Heyo I know it is low effort but I found a Git repo with dx sdk samples for XAudio2 this includes Async streaming and so on.
Maybe it can be of some help or inspiration for you: https://github.com/walbourn/directx-sdk-samples/tree/main/XAudio2

I'll try to implement this from the Docu along with changing the Sound class. Just to make sure, I never used this I did just some reading and looking at existing code.

XAudio2 uses an internal memory pooler for voices with the same format. This means memory allocation for voices will occur less frequently as more voices are created and then destroyed. To minimize just-in-time allocations, a title can create the anticipated maximum number of voices needed up front, and then delete them as necessary. Voices will then be reused from the XAudio2 pool. The memory pool is tied to an XAudio2 engine instance. You can reclaim all the memory used by an instance of the XAudio2 engine by destroying the XAudio2 object and recreating it as necessary (forcing the memory pool to grow via preallocation would have to be reapplied as needed).

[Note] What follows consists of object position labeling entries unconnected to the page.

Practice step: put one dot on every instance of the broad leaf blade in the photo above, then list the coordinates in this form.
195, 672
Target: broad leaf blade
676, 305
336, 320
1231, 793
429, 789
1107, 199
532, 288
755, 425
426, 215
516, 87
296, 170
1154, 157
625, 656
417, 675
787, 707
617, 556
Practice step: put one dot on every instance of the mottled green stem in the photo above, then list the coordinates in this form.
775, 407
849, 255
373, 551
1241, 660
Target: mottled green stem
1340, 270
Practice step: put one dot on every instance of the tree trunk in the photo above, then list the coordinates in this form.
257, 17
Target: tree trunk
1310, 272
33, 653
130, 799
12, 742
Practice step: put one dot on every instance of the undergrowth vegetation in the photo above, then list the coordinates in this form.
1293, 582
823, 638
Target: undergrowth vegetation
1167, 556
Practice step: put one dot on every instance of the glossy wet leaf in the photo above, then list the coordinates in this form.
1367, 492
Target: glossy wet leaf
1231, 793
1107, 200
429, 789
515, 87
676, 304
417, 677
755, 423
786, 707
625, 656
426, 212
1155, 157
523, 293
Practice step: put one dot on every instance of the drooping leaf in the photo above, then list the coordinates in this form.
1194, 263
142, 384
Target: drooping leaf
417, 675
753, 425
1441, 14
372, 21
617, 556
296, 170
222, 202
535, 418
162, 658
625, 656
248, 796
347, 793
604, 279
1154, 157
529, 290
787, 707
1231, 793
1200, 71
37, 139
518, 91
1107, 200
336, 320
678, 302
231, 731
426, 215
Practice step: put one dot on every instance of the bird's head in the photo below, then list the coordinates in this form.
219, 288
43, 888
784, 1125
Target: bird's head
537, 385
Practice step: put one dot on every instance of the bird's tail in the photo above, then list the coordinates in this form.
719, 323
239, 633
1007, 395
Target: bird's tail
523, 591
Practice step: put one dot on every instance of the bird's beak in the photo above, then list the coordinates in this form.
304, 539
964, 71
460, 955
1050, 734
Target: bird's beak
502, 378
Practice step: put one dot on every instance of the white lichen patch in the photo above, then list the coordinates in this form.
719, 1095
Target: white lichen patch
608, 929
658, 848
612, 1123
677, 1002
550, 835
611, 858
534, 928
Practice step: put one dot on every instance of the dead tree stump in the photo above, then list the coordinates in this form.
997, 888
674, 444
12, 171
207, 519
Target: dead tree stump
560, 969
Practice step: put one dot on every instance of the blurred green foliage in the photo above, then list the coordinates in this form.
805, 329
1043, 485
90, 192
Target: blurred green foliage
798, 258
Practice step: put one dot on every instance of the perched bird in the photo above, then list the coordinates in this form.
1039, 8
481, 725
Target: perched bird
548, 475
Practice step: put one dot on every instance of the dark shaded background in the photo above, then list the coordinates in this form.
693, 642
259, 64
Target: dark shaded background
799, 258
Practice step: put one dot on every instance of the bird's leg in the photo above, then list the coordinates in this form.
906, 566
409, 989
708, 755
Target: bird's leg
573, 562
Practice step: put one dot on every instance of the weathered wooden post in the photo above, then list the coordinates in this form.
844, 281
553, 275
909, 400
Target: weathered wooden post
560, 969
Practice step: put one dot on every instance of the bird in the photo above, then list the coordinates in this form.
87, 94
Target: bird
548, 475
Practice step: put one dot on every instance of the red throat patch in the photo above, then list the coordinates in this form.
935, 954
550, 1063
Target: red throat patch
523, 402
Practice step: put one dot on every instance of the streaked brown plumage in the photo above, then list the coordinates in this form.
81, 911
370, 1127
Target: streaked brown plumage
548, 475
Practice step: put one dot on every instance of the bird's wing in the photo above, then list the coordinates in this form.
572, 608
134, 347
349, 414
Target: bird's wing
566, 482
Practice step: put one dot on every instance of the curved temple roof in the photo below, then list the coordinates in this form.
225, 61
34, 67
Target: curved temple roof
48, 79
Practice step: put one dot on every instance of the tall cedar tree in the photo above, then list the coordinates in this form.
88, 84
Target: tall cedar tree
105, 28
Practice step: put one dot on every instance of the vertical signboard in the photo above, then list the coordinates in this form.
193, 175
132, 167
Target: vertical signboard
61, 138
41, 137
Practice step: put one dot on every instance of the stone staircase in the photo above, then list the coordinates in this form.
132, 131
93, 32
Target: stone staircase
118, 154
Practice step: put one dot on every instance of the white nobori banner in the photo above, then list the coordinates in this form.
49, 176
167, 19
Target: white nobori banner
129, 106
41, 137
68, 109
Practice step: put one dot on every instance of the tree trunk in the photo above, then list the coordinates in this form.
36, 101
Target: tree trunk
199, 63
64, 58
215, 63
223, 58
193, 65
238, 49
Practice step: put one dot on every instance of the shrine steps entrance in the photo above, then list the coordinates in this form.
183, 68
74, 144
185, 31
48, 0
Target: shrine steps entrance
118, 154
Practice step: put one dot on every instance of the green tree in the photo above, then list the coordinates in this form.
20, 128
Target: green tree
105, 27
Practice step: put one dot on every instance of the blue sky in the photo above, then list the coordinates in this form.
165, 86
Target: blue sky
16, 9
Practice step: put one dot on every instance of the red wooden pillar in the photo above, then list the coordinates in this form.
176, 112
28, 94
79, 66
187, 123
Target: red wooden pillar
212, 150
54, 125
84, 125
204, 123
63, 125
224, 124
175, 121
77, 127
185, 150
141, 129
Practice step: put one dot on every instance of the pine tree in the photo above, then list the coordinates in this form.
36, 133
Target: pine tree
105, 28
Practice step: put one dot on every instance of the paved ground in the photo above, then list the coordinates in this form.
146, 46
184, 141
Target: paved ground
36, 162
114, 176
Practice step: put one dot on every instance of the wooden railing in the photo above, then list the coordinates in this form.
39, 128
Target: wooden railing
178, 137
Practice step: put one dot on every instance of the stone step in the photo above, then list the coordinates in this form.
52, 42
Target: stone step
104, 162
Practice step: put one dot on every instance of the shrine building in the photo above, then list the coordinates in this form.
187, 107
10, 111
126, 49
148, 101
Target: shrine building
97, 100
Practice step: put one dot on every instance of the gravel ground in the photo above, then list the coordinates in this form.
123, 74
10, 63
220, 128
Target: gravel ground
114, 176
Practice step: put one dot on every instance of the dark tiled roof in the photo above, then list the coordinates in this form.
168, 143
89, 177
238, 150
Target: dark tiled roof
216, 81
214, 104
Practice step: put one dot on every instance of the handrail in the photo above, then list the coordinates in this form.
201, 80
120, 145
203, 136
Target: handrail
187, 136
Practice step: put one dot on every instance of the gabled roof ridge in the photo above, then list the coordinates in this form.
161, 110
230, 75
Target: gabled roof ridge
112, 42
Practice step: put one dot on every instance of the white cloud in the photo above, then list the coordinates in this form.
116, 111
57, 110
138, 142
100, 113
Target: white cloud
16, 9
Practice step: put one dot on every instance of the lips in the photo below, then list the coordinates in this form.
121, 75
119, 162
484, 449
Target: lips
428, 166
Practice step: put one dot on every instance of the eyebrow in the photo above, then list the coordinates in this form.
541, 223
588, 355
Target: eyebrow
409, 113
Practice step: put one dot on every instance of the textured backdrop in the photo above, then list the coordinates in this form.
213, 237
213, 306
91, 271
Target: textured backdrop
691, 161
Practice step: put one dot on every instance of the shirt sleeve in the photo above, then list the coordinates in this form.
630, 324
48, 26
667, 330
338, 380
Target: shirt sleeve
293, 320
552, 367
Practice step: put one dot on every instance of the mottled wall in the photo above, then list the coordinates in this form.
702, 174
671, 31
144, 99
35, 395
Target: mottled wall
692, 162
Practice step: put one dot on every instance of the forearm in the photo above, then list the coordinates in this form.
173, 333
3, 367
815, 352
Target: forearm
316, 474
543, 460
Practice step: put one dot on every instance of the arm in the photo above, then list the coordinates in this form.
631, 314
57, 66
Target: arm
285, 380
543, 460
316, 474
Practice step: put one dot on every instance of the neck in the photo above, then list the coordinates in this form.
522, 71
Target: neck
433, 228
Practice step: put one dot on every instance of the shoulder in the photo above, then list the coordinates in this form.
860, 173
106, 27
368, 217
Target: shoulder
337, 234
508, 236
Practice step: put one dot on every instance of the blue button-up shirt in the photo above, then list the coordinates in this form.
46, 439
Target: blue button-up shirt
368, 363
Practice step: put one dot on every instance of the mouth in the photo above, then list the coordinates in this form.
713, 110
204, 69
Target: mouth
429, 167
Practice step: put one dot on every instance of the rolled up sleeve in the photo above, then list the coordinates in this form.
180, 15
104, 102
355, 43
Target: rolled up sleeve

Then change in the Sound class the voice variable to a vector of smart pointers to track each SourceVoice using that sound. Pre create as stated above a set of i.e 20 SourceVoice for this sound then destroy them all afterward for the memory pool. Add a Play method which creates source voice and adds to the vector, make sure to use the callback so you can destroy the appropriate SourceVoice and remove the entry from the vector after finishing playing. Maybe add some stop method to reset a source voice, do what you will.
This should keep the SourceVoice amout relatively small while using the memory pooling feature from xaudio2 if I understood correctly.

Hope this is of use to u.

“It's a cruel and random world, but the chaos is all so beautiful.”